È già operativo da alcuni giorni il progetto “Imprese mai sole”, l’iniziativa lanciata da Confcommercio Palermo per offrire un sostegno concreto ai commercianti e agli esercenti vittime di minacce e richieste estorsive. Sono infatti partite le prime installazioni gratuite di telecamere di videosorveglianza negli esercizi commerciali che ne hanno fatto richiesta dopo essere stati oggetto di atti intimidatori di natura estorsiva. Il progetto si è ulteriormente rafforzato grazie all’adesione di Addiopizzo e dello Sportello di Solidarietà, due realtà da anni impegnate nell’assistenza, nell’accompagnamento alla denuncia e nella tutela delle vittime del racket delle estorsioni. Entrambe hanno messo a disposizione dell’iniziativa la propria esperienza, mentre Addiopizzo ha scelto anche di contribuire sostenendo il 50 per cento delle spese per i propri assistiti.

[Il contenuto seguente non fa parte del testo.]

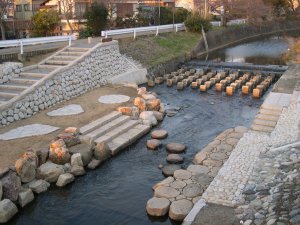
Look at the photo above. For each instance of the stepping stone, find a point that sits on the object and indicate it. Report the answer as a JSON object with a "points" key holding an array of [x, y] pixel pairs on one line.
{"points": [[182, 174], [153, 144], [159, 134], [192, 190], [169, 170], [174, 158], [28, 131], [198, 169], [180, 209], [113, 99], [175, 147], [158, 206], [166, 192], [68, 110]]}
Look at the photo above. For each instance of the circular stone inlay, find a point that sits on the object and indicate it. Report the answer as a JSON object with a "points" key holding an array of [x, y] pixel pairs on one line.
{"points": [[113, 99]]}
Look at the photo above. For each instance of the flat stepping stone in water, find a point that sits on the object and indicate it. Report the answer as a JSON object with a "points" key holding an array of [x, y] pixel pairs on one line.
{"points": [[159, 134], [153, 144], [174, 158], [158, 206], [180, 209], [68, 110], [113, 99], [175, 147], [166, 192], [168, 170], [28, 131]]}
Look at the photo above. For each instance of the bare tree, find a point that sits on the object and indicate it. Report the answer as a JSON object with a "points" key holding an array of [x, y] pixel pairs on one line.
{"points": [[67, 11], [5, 5]]}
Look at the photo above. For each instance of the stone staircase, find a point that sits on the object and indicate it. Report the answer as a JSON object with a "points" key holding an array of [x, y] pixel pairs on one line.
{"points": [[30, 76], [116, 130]]}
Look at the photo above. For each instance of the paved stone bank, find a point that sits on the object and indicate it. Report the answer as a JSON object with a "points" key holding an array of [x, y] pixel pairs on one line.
{"points": [[180, 191], [92, 71], [9, 70]]}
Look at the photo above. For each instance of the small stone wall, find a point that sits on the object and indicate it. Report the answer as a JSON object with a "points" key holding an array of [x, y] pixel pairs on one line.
{"points": [[9, 70], [92, 71]]}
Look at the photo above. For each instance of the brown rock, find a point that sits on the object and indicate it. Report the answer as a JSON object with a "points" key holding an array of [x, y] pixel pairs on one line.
{"points": [[159, 134], [175, 147], [153, 144]]}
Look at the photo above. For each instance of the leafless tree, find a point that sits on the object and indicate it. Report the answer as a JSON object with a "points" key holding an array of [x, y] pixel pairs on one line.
{"points": [[5, 5]]}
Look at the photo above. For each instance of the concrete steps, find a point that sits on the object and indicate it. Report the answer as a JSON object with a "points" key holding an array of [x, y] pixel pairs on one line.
{"points": [[116, 130]]}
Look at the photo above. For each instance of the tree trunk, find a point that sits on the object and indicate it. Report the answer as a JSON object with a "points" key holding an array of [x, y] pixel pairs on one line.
{"points": [[2, 29]]}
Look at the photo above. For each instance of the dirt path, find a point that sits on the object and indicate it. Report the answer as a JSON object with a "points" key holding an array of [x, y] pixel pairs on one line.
{"points": [[12, 149]]}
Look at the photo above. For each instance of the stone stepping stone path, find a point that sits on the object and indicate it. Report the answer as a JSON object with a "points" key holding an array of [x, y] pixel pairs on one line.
{"points": [[28, 131], [168, 170], [113, 99], [174, 158], [175, 148], [153, 144], [159, 134], [68, 110]]}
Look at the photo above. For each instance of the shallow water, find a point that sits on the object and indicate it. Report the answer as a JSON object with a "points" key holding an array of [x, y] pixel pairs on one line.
{"points": [[117, 192], [267, 51]]}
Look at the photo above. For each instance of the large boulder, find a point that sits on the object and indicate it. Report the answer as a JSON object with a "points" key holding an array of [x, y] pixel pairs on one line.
{"points": [[50, 171], [102, 152], [65, 179], [58, 153], [11, 185], [180, 209], [76, 160], [158, 206], [140, 103], [38, 186], [25, 196], [148, 118], [86, 152], [26, 167], [7, 210]]}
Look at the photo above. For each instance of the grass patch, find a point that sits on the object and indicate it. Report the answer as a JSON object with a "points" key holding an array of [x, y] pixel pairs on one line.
{"points": [[151, 50]]}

“Imprese mai sole” garantisce un sostegno concreto e gratuito agli imprenditori che, dopo aver subito minacce o richieste estorsive, decidono di denunciare alle forze dell’ordine le intimidazioni ricevute. Altre richieste di aiuto sono attualmente al vaglio e i relativi interventi saranno attivati nei prossimi giorni. Il sostegno prevede l’installazione di sistemi di videosorveglianza all’interno delle attività commerciali e, nei casi in cui venga ritenuto necessario, anche l’attivazione di un servizio di vigilanza privata. Possono accedere al servizio tutti gli imprenditori che abbiano presentato denuncia, indipendentemente dall’iscrizione a Confcommercio.

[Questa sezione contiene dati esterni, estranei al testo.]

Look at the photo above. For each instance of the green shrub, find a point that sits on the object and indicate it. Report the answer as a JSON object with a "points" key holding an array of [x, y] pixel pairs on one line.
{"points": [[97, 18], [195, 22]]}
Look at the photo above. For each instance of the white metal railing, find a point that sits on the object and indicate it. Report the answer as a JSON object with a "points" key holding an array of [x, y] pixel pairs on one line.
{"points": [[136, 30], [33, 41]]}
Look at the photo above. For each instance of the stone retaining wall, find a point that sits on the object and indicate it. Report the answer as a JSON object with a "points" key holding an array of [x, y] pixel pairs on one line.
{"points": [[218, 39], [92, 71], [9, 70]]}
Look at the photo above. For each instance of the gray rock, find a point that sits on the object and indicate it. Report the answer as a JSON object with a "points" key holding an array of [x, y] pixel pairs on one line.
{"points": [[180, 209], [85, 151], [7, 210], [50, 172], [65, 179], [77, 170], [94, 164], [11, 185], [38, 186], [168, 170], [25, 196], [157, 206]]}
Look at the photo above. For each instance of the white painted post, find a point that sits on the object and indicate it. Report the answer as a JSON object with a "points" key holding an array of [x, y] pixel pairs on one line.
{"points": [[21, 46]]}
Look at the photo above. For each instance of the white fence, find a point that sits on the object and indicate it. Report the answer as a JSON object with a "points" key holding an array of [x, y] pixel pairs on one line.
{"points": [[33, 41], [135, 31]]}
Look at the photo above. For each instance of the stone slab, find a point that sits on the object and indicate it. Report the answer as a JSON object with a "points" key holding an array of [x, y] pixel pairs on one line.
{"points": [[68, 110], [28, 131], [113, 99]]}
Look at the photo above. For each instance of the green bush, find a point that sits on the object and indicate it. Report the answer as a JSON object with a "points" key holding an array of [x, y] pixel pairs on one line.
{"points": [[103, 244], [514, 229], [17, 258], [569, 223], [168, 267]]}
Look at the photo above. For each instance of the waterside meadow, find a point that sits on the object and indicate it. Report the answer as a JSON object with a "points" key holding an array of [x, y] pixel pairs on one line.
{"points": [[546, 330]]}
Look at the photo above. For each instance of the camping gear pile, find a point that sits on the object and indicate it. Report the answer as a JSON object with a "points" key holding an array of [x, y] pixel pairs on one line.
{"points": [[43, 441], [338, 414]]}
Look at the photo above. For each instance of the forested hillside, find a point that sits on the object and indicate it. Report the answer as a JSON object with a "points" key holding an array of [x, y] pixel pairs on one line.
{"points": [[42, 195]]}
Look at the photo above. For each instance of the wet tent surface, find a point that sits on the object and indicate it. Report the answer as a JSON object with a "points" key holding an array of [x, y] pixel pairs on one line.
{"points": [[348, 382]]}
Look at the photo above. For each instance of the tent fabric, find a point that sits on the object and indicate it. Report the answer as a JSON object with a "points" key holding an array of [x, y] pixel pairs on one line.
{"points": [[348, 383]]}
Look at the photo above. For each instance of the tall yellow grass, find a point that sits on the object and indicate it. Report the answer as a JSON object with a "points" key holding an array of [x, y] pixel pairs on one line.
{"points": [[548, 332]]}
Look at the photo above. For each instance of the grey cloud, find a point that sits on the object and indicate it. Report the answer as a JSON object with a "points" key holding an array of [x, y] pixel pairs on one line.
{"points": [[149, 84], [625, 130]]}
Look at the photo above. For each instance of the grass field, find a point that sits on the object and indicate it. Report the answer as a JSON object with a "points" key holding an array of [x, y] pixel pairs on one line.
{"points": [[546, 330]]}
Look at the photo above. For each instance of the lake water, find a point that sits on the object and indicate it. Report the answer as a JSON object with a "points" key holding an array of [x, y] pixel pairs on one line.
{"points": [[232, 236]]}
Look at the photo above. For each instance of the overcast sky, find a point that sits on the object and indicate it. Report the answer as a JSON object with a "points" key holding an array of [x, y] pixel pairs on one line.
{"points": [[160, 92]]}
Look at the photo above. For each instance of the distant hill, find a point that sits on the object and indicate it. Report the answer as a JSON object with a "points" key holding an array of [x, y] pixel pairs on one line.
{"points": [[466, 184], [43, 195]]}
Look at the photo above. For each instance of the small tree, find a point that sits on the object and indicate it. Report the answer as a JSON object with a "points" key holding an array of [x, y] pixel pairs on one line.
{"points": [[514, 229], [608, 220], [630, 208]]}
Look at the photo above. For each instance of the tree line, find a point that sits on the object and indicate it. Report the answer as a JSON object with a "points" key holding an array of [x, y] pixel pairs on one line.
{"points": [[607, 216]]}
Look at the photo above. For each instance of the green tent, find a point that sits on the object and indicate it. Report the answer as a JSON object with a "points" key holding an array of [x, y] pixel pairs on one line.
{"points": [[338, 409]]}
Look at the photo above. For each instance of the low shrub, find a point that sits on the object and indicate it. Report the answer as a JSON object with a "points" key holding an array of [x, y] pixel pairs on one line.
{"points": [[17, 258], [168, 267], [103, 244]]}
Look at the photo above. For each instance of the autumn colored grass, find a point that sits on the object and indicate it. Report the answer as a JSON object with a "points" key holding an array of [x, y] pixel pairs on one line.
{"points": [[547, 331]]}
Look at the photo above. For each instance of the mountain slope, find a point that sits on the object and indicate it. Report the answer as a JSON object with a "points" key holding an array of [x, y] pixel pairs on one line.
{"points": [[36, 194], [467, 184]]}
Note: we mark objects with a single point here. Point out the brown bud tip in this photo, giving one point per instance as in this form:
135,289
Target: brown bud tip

“L’unione fa la forza e la mafia si combatte insieme – afferma Patrizia Di Dio, presidente di Confcommercio Palermo e vicepresidente nazionale con delega alla legalità –. Siamo lietissimi di avere realizzato un aiuto concreto, come comunità di imprenditori che si stringe attorno a chi ha denunciato. In questo modo dimostriamo che non lasciamo solo nessuno. La condivisione e il sostegno del progetto da parte di Addiopizzo e Sportello di Solidarietà rappresentano un tassello molto importante e confermano l’esistenza di un fronte comune contro il racket, che non vuole limitarsi a una solidarietà di facciata. Più questa rete sarà forte, più sarà difficile continuare a condizionare la libertà d’impresa. I primi interventi, in ausilio ad alcuni imprenditori che hanno subito intimidazioni, testimoniano che abbiamo intercettato un’esigenza concreta del territorio e che attraverso un impegno sempre più capillare è possibile incentivare le denunce antiracket alle forze dell’ordine. Non ci sostituiamo allo Stato e alle forze dell’ordine, ma questa è una battaglia troppo importante e vogliamo esserci e fare la nostra parte”.